David Axelrod, director of the school’s Institute of Politics and President Barack Obama’s former political adviser, who reels in trending politicians to speak at the school, introduced his guest: “We have never had a president named Bernie Sanders. Ladies and gentlemen, Bernie Sanders.”
From the get-go applause was frequent for Sanders, whose momentum grew as he shared status quo shattering agenda items.
“No president, not Barack Obama, not Bernie Sanders, not anybody else can implement the changes we need in this country without a political revolution,” he told hundreds of college students who attended the event at the school’s Rockefeller Memorial Chapel.
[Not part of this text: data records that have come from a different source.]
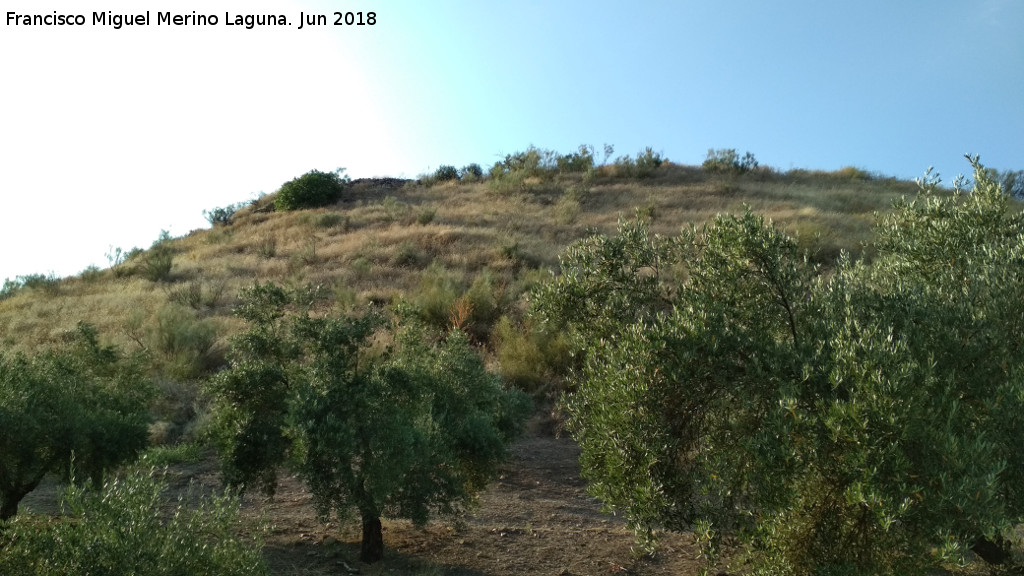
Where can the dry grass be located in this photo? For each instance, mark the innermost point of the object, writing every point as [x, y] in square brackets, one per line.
[375, 245]
[468, 252]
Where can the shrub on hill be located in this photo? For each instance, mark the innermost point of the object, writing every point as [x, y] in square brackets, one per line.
[445, 173]
[312, 190]
[122, 529]
[727, 161]
[864, 422]
[83, 400]
[416, 432]
[471, 172]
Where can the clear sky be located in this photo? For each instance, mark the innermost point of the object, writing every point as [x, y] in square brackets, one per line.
[109, 135]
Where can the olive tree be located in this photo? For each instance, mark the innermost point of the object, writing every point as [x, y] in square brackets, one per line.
[416, 429]
[83, 400]
[862, 421]
[124, 528]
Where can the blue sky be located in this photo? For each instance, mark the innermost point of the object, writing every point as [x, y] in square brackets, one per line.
[111, 135]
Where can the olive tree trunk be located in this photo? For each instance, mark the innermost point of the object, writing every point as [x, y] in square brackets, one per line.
[373, 539]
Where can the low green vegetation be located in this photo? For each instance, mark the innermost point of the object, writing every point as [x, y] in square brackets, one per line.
[312, 190]
[121, 529]
[864, 421]
[816, 371]
[413, 429]
[84, 402]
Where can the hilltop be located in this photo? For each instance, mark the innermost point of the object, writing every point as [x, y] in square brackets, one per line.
[462, 250]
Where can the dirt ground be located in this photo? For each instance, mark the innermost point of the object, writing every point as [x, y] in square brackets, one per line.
[536, 519]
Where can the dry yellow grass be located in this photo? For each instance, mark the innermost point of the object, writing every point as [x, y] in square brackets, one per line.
[376, 244]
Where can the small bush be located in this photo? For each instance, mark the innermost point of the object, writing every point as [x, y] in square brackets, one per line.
[581, 161]
[312, 190]
[728, 161]
[445, 173]
[183, 344]
[528, 358]
[47, 283]
[426, 215]
[266, 245]
[436, 296]
[157, 262]
[221, 215]
[197, 294]
[123, 530]
[471, 172]
[410, 255]
[329, 219]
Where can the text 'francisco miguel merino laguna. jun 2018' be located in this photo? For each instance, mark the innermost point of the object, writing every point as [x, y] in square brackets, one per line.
[249, 22]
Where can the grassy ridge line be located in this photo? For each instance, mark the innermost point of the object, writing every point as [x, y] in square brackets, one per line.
[375, 245]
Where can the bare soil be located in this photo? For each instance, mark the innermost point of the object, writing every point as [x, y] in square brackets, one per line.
[536, 519]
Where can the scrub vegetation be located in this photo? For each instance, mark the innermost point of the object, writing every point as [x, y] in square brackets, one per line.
[775, 372]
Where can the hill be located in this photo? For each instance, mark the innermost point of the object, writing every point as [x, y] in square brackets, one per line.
[463, 251]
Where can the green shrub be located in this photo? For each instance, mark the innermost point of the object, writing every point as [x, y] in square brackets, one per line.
[862, 422]
[728, 162]
[183, 345]
[444, 173]
[415, 433]
[581, 161]
[530, 359]
[49, 284]
[84, 400]
[197, 294]
[436, 296]
[221, 215]
[266, 245]
[123, 530]
[156, 263]
[329, 219]
[312, 190]
[426, 215]
[471, 172]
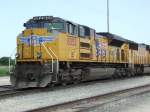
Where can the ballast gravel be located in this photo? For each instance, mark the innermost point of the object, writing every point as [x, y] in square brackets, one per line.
[36, 100]
[4, 80]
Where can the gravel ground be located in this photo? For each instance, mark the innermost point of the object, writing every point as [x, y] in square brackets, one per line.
[32, 101]
[4, 80]
[137, 103]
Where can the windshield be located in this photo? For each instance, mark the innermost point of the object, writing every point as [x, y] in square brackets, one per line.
[49, 26]
[54, 26]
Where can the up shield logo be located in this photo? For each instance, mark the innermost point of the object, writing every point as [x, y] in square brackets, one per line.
[36, 40]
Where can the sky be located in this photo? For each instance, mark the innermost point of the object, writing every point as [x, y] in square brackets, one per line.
[128, 18]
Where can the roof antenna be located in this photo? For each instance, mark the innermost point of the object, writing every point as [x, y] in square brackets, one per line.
[108, 16]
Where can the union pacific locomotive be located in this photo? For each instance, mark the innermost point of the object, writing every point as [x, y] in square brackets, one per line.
[52, 50]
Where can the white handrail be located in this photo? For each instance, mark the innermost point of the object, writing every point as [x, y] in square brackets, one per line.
[50, 56]
[55, 57]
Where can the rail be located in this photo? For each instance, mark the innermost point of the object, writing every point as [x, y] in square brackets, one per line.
[10, 60]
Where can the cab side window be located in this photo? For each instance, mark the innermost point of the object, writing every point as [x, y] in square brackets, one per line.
[71, 29]
[81, 31]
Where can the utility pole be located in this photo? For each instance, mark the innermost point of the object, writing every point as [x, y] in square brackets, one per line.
[108, 16]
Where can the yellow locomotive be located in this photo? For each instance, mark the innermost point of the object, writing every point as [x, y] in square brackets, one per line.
[52, 50]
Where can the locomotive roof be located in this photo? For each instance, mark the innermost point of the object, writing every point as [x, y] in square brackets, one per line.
[118, 40]
[50, 19]
[116, 37]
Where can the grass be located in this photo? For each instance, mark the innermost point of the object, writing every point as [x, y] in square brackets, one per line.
[3, 71]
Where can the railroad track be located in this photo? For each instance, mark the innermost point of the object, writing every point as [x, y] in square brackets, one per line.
[93, 102]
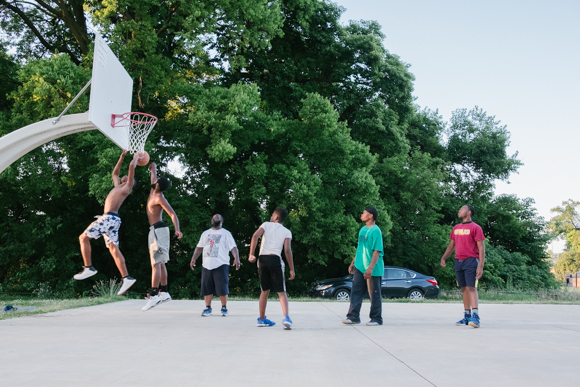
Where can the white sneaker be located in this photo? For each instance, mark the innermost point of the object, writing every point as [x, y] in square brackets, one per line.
[127, 283]
[86, 273]
[152, 301]
[164, 296]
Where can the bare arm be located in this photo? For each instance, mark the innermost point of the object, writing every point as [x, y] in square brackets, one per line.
[259, 232]
[196, 254]
[351, 267]
[167, 207]
[289, 257]
[375, 258]
[481, 247]
[236, 255]
[131, 174]
[117, 169]
[153, 169]
[447, 252]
“I am talking about the need to transform the political system,” Sanders said with energy fueled by the crowd. “The assumption right now on the part of the Republican leadership is that most people don’t vote, most people don’t know what’s going on, and many people have given up on the political process. And if you are a Republican, that’s great. They love it because the smaller the voter turnout the better they do.”
Sanders said millions of voices speaking in concert can act as a powerful counterweight.
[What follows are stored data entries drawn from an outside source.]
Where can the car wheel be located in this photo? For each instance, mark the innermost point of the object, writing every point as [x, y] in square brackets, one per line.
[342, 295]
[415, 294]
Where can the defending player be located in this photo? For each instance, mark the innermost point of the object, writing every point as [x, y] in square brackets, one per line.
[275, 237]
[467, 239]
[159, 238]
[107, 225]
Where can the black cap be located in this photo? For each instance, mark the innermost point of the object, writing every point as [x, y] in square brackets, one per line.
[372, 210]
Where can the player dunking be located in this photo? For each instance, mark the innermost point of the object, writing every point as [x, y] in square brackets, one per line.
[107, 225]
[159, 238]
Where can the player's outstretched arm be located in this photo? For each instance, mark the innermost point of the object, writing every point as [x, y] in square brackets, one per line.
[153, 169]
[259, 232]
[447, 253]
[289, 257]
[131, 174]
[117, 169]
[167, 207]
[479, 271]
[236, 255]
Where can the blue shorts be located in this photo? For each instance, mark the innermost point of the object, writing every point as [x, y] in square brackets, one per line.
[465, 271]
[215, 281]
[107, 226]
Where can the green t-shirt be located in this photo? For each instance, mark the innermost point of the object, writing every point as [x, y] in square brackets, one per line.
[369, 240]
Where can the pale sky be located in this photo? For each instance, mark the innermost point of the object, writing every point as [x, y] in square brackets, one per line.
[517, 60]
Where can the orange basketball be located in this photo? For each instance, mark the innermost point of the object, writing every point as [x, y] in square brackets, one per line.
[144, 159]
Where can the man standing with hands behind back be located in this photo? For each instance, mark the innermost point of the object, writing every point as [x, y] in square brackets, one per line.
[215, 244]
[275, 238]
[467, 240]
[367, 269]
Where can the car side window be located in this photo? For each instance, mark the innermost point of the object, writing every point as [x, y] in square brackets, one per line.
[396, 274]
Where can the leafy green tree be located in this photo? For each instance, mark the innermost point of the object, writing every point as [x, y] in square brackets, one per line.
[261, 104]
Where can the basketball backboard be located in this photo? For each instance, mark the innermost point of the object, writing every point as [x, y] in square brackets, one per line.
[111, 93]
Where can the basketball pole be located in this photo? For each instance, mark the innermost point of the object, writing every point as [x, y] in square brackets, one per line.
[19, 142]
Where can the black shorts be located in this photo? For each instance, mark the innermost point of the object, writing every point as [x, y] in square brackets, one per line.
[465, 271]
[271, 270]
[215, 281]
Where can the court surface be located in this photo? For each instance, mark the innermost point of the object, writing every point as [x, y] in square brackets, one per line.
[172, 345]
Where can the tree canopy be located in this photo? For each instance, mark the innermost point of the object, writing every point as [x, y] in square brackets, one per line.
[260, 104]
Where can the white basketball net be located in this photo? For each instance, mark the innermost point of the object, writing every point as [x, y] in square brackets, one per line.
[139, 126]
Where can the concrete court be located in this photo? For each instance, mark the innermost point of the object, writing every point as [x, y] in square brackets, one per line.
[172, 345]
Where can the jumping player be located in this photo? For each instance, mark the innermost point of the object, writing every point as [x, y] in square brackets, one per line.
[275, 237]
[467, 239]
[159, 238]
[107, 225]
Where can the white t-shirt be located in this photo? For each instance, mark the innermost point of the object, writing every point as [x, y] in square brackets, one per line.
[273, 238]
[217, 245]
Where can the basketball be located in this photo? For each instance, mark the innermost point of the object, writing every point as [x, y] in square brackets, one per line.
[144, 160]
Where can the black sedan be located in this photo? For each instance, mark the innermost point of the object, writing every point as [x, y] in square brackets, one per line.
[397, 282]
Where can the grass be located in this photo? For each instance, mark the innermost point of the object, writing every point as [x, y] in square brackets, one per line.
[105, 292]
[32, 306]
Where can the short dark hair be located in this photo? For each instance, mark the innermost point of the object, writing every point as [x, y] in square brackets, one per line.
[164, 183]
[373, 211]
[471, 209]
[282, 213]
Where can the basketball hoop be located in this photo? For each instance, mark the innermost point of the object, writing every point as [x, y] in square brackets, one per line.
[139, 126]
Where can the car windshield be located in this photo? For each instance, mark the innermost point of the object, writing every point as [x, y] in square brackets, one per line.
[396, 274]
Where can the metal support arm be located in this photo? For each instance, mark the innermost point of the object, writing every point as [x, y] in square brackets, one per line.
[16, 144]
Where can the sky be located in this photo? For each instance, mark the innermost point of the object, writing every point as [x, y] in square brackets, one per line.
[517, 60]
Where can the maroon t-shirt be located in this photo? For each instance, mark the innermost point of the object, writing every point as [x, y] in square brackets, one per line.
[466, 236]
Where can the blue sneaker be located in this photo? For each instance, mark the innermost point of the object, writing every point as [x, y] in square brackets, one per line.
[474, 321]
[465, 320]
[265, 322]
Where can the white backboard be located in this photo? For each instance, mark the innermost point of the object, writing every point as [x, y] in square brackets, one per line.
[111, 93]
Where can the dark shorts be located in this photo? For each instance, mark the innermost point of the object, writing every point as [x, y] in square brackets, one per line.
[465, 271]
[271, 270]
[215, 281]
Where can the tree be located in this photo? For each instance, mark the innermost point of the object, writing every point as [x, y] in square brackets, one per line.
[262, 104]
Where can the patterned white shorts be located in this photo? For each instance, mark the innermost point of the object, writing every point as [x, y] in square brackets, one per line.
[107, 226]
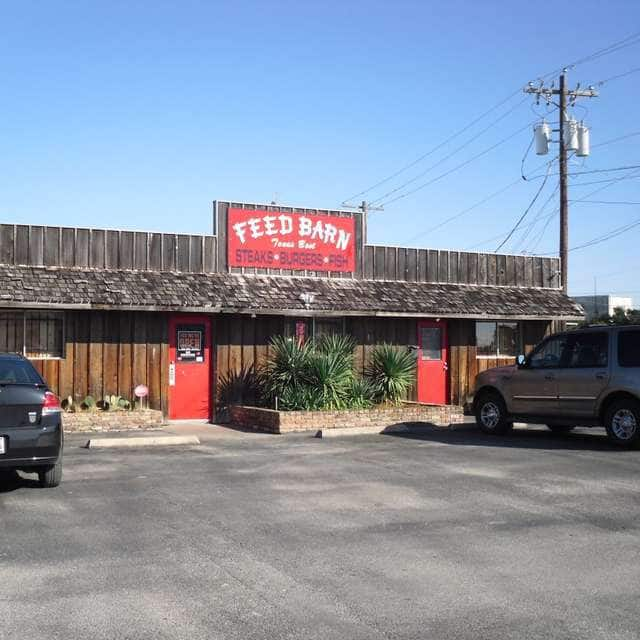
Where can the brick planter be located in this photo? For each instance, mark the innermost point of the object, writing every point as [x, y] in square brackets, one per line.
[271, 421]
[112, 420]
“We will win because we are going to make them an offer they can’t refuse, and that is: Do the right thing. Or in a short period of time they’re going to be looking for another job.”
For 50 minutes, the senator from Vermont covered issues ranging from the need for a national $15 minimum wage to the absolute necessity for publicly financed elections to take the millionaires and billionaires who taint elections and policy thereafter by controlling the purse strings of preferred candidates.
Sanders noted that he wanted everyone in the audience to be able to run for office without “begging millionaires for campaign contributions” and reiterated his pledge, should he win office, to only appoint Supreme Court justices who would overturn a previous ruling that lifted restrictions on the political spending of outside groups such as corporations.
His message oftentimes echoed those he espoused more than five decades ago as an undergraduate at the University of Chicago where he honed his sense of social justice while fighting for causes such as equal rights.
Sanders noted that had his classmates been told on graduation day in 1964 that a black man would one day be elected president or gay marriage would be the law of the land, the messenger would have been deemed out of his mind.
Tyler Kissinger, a University of Chicago senior and student body president, was among Sanders’ supporters in the crowd.
“He is right in saying the system is flawed,” Kissinger said. “His ideas don’t have a chance of going through without questioning how the system works at a base level.”
Kissinger said the tide had recently turned on campus.
“When I talk to my peers, I never hear about people who are excited about Hillary Clinton,” he said.
In a new poll conducted by the Wall Street Journal and NBC News, Clinton leads Sanders 53 percent to 38 percent among primary voters. According to the poll, Sanders is gaining on Clinton, who led by 34 percentage points in July.